Task 3.1: Multi-metric experiments — guardrail metrics

Phase: 3 — Product features
Priority: High
Depends on: Phase 0.2 (routes), Phase 0.3 (types.ts, payload.ts)
Effort: ~5h

Context

Read these files before starting:

app/backend/app/schemas/api.py — ExperimentInput, AnalyzeRequest, DesignResponse
app/backend/app/services/calculations_service.py
app/backend/app/services/design_service.py
app/frontend/src/components/WizardDraftStep.tsx — step 4 (Metrics)
app/frontend/src/lib/types.ts (from Phase 0.3, or experiment.ts)
app/frontend/src/components/ResultsPanel.tsx

Current limitation: Only one metric per experiment. In reality, analysts track a primary metric + 2–3 guardrail metrics that should not degrade during the experiment.

Goal

Add guardrail_metrics field to the experiment payload (backend + frontend)
Add UI in step 4 (Metrics) to define up to 3 guardrail metrics
Include guardrail metrics in the design report as a separate section
Show guardrail section in ResultsPanel

Steps

Step 1: Backend — add guardrail metrics to schemas

In app/backend/app/schemas/api.py, add GuardrailMetricInput and update ExperimentInput:

class GuardrailMetricInput(BaseModel):
    model_config = ConfigDict(extra="forbid")
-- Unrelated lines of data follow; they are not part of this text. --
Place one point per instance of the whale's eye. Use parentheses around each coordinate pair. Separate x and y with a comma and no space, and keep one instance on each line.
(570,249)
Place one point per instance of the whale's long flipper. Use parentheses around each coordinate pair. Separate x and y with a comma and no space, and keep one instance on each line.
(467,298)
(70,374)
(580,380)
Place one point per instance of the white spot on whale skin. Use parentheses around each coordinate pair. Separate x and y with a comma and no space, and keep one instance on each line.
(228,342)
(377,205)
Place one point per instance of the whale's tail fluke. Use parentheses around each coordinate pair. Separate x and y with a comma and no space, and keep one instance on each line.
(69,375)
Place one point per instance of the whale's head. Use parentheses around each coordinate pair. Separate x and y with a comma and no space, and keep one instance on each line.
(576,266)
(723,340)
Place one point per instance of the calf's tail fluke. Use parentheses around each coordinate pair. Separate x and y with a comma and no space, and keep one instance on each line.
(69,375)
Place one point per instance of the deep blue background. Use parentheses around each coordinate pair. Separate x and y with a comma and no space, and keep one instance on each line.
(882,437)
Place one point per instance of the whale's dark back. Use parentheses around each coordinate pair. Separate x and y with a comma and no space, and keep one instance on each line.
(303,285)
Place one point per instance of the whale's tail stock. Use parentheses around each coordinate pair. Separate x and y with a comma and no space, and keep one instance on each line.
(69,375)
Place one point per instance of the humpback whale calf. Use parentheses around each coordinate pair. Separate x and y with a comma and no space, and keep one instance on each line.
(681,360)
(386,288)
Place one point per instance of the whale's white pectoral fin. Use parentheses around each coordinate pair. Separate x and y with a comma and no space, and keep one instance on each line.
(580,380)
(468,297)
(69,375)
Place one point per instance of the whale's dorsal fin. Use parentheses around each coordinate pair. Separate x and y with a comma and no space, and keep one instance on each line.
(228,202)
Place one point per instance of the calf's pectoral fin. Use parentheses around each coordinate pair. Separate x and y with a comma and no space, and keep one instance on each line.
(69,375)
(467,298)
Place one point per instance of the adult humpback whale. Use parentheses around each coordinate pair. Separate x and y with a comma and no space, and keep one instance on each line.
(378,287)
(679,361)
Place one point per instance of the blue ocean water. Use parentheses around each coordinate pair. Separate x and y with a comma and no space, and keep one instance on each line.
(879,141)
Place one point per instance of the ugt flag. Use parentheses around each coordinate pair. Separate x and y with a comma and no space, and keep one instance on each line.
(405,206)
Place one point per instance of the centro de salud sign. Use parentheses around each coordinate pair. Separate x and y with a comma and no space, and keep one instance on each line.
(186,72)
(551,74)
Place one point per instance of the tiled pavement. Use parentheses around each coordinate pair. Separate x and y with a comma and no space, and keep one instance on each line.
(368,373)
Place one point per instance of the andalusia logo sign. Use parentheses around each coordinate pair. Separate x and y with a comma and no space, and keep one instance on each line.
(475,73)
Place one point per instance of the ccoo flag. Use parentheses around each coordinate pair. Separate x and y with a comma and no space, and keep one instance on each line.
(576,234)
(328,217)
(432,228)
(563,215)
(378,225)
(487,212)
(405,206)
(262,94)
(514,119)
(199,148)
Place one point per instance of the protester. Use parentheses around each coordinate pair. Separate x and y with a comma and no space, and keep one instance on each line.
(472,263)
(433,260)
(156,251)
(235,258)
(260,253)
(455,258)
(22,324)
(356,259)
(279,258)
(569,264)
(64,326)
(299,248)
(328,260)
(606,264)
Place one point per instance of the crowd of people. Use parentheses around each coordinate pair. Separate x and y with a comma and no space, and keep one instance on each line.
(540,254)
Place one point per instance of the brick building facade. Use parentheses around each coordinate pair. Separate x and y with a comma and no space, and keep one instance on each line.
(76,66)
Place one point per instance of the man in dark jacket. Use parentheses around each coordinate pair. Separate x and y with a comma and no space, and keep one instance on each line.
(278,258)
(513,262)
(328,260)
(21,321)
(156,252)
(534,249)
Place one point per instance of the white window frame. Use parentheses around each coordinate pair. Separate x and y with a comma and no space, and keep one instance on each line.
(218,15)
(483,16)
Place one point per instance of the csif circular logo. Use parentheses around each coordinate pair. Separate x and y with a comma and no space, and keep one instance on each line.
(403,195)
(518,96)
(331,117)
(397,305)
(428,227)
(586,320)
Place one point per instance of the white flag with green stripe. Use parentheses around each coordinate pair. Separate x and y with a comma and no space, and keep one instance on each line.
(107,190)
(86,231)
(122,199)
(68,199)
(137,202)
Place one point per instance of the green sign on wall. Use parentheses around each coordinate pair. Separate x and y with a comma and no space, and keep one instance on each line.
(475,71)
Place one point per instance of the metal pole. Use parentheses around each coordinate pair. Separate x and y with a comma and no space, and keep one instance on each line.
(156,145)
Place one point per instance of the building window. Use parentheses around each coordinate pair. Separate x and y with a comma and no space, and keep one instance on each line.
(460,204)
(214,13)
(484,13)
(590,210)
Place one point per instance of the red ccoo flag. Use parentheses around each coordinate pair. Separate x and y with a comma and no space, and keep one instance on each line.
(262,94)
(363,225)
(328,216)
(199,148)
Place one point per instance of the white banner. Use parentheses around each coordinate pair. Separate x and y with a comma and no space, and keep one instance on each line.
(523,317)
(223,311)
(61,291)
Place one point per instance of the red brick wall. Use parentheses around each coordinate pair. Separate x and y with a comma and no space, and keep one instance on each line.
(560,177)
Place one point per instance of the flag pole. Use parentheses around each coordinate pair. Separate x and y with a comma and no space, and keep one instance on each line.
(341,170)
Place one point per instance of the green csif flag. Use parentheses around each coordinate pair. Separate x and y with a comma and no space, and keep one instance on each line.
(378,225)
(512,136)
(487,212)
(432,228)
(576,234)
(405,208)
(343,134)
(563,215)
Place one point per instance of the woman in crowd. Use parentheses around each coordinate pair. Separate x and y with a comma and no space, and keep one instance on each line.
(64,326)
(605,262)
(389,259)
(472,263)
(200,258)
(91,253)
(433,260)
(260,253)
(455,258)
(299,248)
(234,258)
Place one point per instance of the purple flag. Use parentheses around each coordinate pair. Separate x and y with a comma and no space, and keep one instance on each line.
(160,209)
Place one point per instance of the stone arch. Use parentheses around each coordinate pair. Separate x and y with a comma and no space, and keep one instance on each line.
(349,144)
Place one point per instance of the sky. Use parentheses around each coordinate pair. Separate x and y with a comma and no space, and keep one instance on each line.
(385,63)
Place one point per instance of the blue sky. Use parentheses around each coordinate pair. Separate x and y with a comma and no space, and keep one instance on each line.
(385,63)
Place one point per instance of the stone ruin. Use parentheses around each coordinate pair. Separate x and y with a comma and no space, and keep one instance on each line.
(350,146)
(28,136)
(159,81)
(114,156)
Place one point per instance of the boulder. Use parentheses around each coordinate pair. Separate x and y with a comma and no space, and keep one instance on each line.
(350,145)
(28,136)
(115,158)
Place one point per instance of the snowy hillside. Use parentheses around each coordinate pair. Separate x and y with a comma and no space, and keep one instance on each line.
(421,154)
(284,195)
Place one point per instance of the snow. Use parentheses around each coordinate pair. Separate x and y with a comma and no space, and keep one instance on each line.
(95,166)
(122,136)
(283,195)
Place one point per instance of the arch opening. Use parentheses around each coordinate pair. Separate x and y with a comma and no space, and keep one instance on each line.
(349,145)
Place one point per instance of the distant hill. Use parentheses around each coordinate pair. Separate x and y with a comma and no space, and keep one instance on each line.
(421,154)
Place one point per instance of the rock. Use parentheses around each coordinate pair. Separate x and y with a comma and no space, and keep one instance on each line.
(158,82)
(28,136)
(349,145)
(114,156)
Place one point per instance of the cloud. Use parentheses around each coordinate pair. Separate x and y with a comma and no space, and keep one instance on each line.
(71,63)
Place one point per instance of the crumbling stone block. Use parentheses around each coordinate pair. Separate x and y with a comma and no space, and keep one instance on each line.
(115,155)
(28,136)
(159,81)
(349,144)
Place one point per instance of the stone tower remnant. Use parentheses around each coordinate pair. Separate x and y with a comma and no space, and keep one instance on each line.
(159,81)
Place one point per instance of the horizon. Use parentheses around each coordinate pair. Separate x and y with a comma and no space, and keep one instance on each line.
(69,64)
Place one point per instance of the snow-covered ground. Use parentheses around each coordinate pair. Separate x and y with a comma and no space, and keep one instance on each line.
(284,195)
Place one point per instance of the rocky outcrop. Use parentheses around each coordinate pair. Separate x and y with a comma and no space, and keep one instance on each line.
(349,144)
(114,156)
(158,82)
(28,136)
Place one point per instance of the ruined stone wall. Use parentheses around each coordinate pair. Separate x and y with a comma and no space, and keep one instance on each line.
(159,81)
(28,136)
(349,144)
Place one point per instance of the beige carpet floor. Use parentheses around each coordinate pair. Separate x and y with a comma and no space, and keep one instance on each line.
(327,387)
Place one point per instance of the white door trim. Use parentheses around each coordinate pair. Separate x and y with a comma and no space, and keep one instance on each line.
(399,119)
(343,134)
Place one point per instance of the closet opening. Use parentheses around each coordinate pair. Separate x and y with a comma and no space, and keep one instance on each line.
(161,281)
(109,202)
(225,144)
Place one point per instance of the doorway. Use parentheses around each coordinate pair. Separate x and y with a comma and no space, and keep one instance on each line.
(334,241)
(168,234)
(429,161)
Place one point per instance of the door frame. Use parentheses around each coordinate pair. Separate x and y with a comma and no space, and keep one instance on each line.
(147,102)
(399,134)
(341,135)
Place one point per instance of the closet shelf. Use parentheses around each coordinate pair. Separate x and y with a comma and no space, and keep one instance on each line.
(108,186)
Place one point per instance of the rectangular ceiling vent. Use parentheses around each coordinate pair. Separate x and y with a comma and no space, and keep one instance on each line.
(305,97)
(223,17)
    name: str = Field(min_length=1, max_length=100)
    metric_type: Literal["binary", "continuous"]
    baseline_rate: float | None = None   # binary: 0–100 (%)
    baseline_mean: float | None = None  # continuous
    std_dev: float | None = None        # continuous
    # No MDE field — guardrail is monitored, not sized for

    @model_validator(mode="after")
    def check_type_fields(self) -> "GuardrailMetricInput":
        if self.metric_type == "binary" and self.baseline_rate is None:
            raise ValueError("binary guardrail requires baseline_rate")
        if self.metric_type == "continuous" and (self.baseline_mean is None or self.std_dev is None):
            raise ValueError("continuous guardrail requires baseline_mean and std_dev")
        return self

Add to ExperimentInput (and AnalyzeRequest if separate):

guardrail_metrics: list[GuardrailMetricInput] = Field(default_factory=list, max_length=5)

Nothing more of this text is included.